Here's a simplification using modern Java features more fully:

import static java.lang.Double.compare;
import static java.lang.Double.isFinite;
import static java.lang.Math.PI;

import java.util.List;
import java.util.SortedSet;
import java.util.TreeSet;
import java.util.function.DoubleUnaryOperator;
import static java.util.stream.Collectors.toList;
import java.util.stream.DoubleStream;

public class AdaptivePlot {
  private final DoubleUnaryOperator f;
  private final double a;
  private final double c;
  private final SortedSet<Point> plot = new TreeSet<>((s, t) -> compare(s.x, t.x));

  public AdaptivePlot(DoubleUnaryOperator f, double a, double c) {
    this.f = f;
    this.a = a;
    this.c = c;
  }

  public static class Point {
    final double x, y;
    public Point(double x, double y) {
      this.x = x;
      this.y = y;
    }
  }

  public AdaptivePlot computePlot(int depth, double eps) {
    plot.clear();
    Point pa = pointAt(a);
    Point pc = pointAt(c);
    plot.add(pa);
    plot.add(pc);
    computePlot(pa, pc, depth, eps);
    return this;
  }

  public List<Point> getPlot() {
    return plot.stream().collect(toList());
  }

  private Point pointAt(double x) {
    return new Point(x, f.applyAsDouble(x));
  }

  private void computePlot(Point pa, Point pc, int depth, double eps) {
    Point pb = pointAt(0.5 * (pa.x + pc.x));
    Point pa1 = pointAt(0.5 * (pa.x + pb.x));
    Point pb1 = pointAt(0.5 * (pb.x + pc.x));
    plot.add(pb);
    if (depth > 0 && 
        (oscillates(pa.y, pa1.y, pb.y, pb1.y, pc.y) 
            || unsmooth(pa.y, pa1.y, pb.y, pb1.y, pc.y, eps))) {
      computePlot(pa, pb, depth - 1, 2 * eps);
      computePlot(pb, pc, depth - 1, 2 * eps);
    }
    plot.add(pa1);
    plot.add(pb1);
  }

  private static boolean oscillates(
      double ya, double ya1, double yb, double yb1, double yc) {
    return isOscillation(ya, ya1, yb) 
        && isOscillation(ya1, yb, yb1) 
        && isOscillation(yb, yb1, yc);
  }

  private static boolean isOscillation(double ya, double yb, double yc) {
    return !isFinite(ya) || !isFinite(yb) || !isFinite(yc) 
        || (yb > ya && yb > yc) || (yb < ya && yb < yc);
  }

  private static boolean unsmooth(
      double ya, double ya1, double yb, double yb1,double yc, double eps) {
    double y0 = DoubleStream.of(ya, ya1, yb, yb1, yc).min().getAsDouble();
    double [] yg = DoubleStream.of(ya, ya1, yb, yb1, yc).map(y -> y - y0).toArray();
    double q4 = quadrature(yg[0], yg[1], yg[2], yg[3]);
    double q3 = quadrature(yg[2], yg[3], yg[4]);
    return Math.abs(q4 - q3) > eps * q3;
  }

  private static double quadrature(double y0, double y1, double y2, double y3) {
    return 3d/8d * y0 + 19d/24d * y1 - 5d/24d * y2 + 1d/24d * y3;
  }

  private static double quadrature(double y0, double y1, double y2) {
    return 5d/12d * y0 + 2d/3d * y1 - 1d/12d * y2;
  }

  public static void main(String [] args) {
    List<Point> plot = new AdaptivePlot(x -> x * Math.sin(x), -2d * PI, 2d * PI)
        .computePlot(6, 0.005).getPlot();
    for (Point p : plot) {
      System.out.println(p.x + "\t" + p.y);
    }
  }
}

Answer 2

I personally find this method horrible.

You can get nice results with a simple rule: subdivide the interval as long as the distance of the middle point to the chord exceeds a small threshold.

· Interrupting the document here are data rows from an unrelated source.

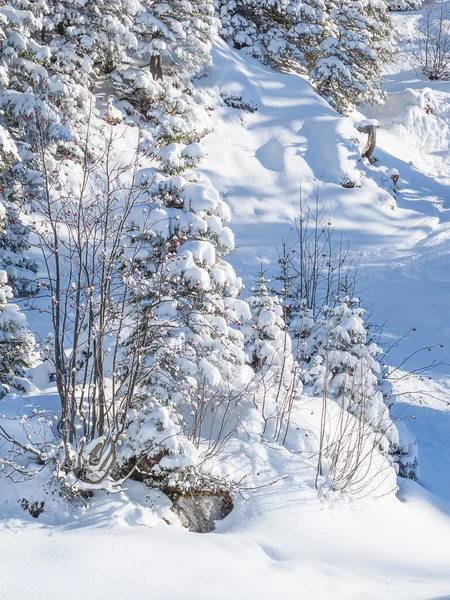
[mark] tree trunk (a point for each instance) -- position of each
(371, 131)
(156, 67)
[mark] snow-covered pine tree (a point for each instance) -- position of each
(285, 33)
(267, 342)
(178, 33)
(343, 367)
(16, 342)
(349, 66)
(187, 318)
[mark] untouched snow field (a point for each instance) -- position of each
(283, 541)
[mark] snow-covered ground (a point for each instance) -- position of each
(283, 540)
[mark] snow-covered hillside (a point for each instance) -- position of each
(281, 143)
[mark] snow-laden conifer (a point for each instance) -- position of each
(188, 314)
(343, 366)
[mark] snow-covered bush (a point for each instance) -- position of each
(98, 31)
(178, 33)
(403, 5)
(285, 33)
(349, 65)
(16, 341)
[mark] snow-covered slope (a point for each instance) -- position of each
(295, 144)
(282, 540)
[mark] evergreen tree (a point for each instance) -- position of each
(267, 342)
(188, 317)
(343, 365)
(403, 5)
(16, 342)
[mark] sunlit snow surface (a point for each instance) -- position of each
(283, 541)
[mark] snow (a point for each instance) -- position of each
(283, 539)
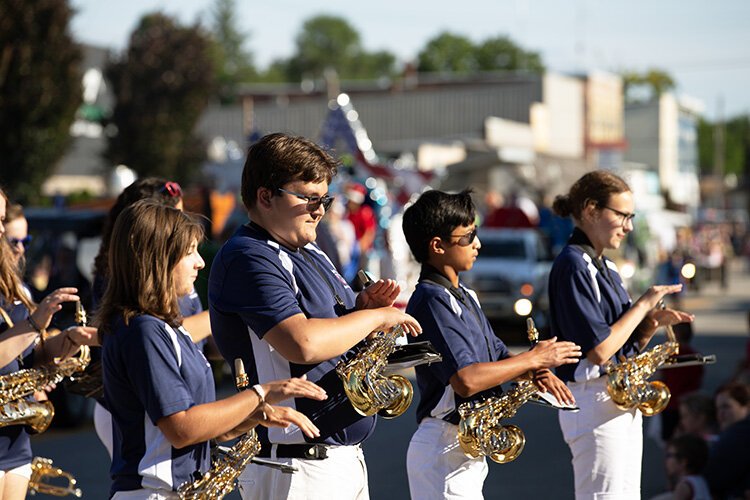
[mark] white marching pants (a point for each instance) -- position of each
(341, 476)
(606, 443)
(437, 466)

Caution: to avoid scaling effects, you should express all geometric quantities in mm (with appropriate scale factors on both axes).

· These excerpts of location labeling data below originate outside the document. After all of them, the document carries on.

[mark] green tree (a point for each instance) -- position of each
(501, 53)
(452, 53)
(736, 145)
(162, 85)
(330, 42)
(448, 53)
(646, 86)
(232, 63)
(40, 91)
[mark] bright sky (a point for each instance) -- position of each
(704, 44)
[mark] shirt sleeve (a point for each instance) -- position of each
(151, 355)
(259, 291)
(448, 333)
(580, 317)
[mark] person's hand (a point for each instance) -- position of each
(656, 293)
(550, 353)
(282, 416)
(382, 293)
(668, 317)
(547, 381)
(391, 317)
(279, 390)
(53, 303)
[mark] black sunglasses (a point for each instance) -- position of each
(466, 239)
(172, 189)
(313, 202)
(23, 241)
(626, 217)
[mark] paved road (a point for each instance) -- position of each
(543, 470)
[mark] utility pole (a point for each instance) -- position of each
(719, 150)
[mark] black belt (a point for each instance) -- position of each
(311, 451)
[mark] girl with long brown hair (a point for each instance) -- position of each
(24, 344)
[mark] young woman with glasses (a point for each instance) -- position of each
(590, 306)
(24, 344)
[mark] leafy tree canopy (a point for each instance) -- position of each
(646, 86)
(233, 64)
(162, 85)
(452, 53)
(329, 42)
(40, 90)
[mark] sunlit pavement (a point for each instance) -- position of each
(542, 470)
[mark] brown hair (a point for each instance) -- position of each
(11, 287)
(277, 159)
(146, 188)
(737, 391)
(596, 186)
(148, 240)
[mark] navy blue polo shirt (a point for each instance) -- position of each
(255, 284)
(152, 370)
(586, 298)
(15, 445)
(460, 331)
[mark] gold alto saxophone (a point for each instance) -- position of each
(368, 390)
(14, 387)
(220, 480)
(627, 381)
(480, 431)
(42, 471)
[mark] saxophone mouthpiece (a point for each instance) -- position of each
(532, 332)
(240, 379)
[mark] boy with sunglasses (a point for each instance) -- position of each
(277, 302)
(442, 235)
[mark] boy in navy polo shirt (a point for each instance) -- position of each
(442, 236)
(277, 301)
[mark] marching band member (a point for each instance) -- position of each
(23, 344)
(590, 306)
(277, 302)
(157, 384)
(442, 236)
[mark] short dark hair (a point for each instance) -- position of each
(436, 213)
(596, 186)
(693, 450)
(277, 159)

Subdivide left, middle, right:
    if DistancePointLine (middle, f(middle)), (left, f(left)), (right, f(right)) < Tolerance:
        DrawLine (left, f(left), (right, f(right))
    else
        Subdivide left, (left + middle) / 2, middle
        Subdivide middle, (middle + right) / 2, right

The method can fail in symmetric situations, around inflection points. To cope, you can force one extra subdivision even if the tolerance has been met.